Gradient Accumulation Math

Simulate a larger effective batch without materialising all gradients at once.

# Effective batch size = micro_batch_size × accumulation_steps × num_gpus
# Example: micro_batch=4, accum=8, gpus=8 → effective batch = 256

accum_steps = 8
optimizer.zero_grad()

for step, (x, y) in enumerate(loader):
    # Scale loss to average across accumulation steps
    with autocast(dtype=torch.bfloat16):
        loss = model(x, labels=y).loss / accum_steps
    loss.backward()

    if (step + 1) % accum_steps == 0:
        torch.nn.utils.clip_grad_norm_(model.parameters(), 1.0)
        optimizer.step()
        scheduler.step()
        optimizer.zero_grad()

# With DDP: use no_sync() to skip gradient sync on intermediate steps
for step, (x, y) in enumerate(loader):
    is_sync_step = (step + 1) % accum_steps == 0
    ctx = contextlib.nullcontext() if is_sync_step else model.no_sync()
    with ctx:
        loss = model(x, labels=y).loss / accum_steps
        loss.backward()

CPU Offloading

# ZeRO-3 with CPU offload via DeepSpeed
# Moves optimizer states + parameters to CPU RAM when not in use
# Enables fitting models that don't fit in GPU VRAM at all

pip install deepspeed

# ds_config.json
{
  "zero_optimization": {
    "stage": 3,
    "offload_optimizer": { "device": "cpu", "pin_memory": true },
    "offload_param": { "device": "cpu", "pin_memory": true }
  },
  "bf16": { "enabled": true }
}

# 70B model on single A100 80GB with ZeRO-3 + CPU offload is feasible
# (slow, but possible for inference/small batch fine-tuning)

Profiling Tools

torch.profiler

Built-in profiler. Generates Chrome trace JSON for kernel-level analysis.

from torch.profiler import profile, record_function, ProfilerActivity

with profile(
    activities=[ProfilerActivity.CPU, ProfilerActivity.CUDA],
    on_trace_ready=torch.profiler.tensorboard_trace_handler('./log/profiler'),
    record_shapes=True, with_stack=True
) as prof:
    for step, (x, y) in enumerate(loader):
        with record_function("forward"):
            loss = model(x, labels=y).loss
        with record_function("backward"):
            loss.backward()
        if step >= 5: break  # profile a few steps, not the whole run

# Open Chrome → chrome://tracing → load ./log/profiler/*.json

nvidia-smi

Quick VRAM and GPU utilisation monitoring.

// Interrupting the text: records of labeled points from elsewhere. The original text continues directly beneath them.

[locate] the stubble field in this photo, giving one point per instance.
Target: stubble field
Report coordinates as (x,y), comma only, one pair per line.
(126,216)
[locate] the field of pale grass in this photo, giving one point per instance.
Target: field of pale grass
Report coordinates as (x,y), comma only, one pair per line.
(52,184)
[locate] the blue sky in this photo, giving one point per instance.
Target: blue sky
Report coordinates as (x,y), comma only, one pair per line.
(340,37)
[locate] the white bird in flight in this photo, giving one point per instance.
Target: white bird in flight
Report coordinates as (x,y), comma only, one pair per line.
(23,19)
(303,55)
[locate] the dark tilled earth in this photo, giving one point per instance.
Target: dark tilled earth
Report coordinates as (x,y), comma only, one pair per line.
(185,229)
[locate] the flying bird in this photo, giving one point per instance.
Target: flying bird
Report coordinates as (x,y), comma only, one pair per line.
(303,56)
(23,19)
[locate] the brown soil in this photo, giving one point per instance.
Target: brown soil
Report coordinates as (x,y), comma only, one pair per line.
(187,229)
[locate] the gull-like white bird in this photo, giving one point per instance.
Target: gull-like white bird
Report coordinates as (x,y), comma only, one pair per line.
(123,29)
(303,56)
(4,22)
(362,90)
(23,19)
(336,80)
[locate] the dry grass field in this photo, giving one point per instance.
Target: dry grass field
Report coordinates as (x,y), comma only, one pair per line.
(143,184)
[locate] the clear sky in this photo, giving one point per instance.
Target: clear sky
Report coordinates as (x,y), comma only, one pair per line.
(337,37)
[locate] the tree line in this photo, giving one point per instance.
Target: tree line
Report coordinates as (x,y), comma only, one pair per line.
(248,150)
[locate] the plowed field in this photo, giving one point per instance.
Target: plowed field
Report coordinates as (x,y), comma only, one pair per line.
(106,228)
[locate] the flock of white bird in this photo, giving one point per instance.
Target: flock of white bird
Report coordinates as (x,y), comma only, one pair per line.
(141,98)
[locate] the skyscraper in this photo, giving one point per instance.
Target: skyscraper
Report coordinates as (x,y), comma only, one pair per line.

# Continuous monitoring every 0.5s
watch -n 0.5 nvidia-smi --query-gpu=name,utilization.gpu,memory.used,memory.free,temperature.gpu --format=csv,noheader

# Log to file for post-training analysis
nvidia-smi dmon -s u -d 1 > gpu_stats.txt

torch.cuda.memory_summary()

Detailed breakdown of CUDA memory allocation.

# After an OOM or suspicious memory usage:
print(torch.cuda.memory_summary(device=0))
# Shows: allocated, reserved, peak, fragmentation info

# Track peak memory
torch.cuda.reset_peak_memory_stats()
# ... run your training step ...
peak = torch.cuda.max_memory_allocated() / 1e9
print(f"Peak VRAM: {peak:.2f} GB")

Weights & Biases

Log system metrics alongside training metrics automatically.

import wandb
wandb.init(project="my-training-run")

# Log GPU stats every N steps (wandb.agent does this automatically)
wandb.log({
    "loss": loss.item(),
    "gpu_memory_gb": torch.cuda.memory_allocated() / 1e9,
    "learning_rate": scheduler.get_last_lr()[0],
}, step=global_step)

Cloud Provider Comparison

Provider	GPUs Available	On-Demand	Spot	Notes
Lambda Labs	A100, H100, A10	$1.10–$2.49/hr	N/A	Cheapest on-demand A100, simple UI, persistent storage
RunPod	A100, H100, L40S	$1.49–$3.49/hr	$0.79–$1.49/hr	Good UI, templates, community cloud
Vast.ai	A100, 4090, L40S	Varies	$0.40–$1.20/hr	Cheapest spot, P2P marketplace, verify host reliability
CoreWeave	A100, H100, L40S	$2.06–$4.25/hr	Kubernetes	Kubernetes-native, scales to 1000s of GPUs, enterprise SLAs
Google Colab	T4, A100 (Pro+)	Free / $12/mo	N/A	Great for notebooks, session limits, no persistent env

Prices as of 2025 — verify current rates before committing to long runs. Always set a budget alert. An 8×A100 left running overnight is ~$200.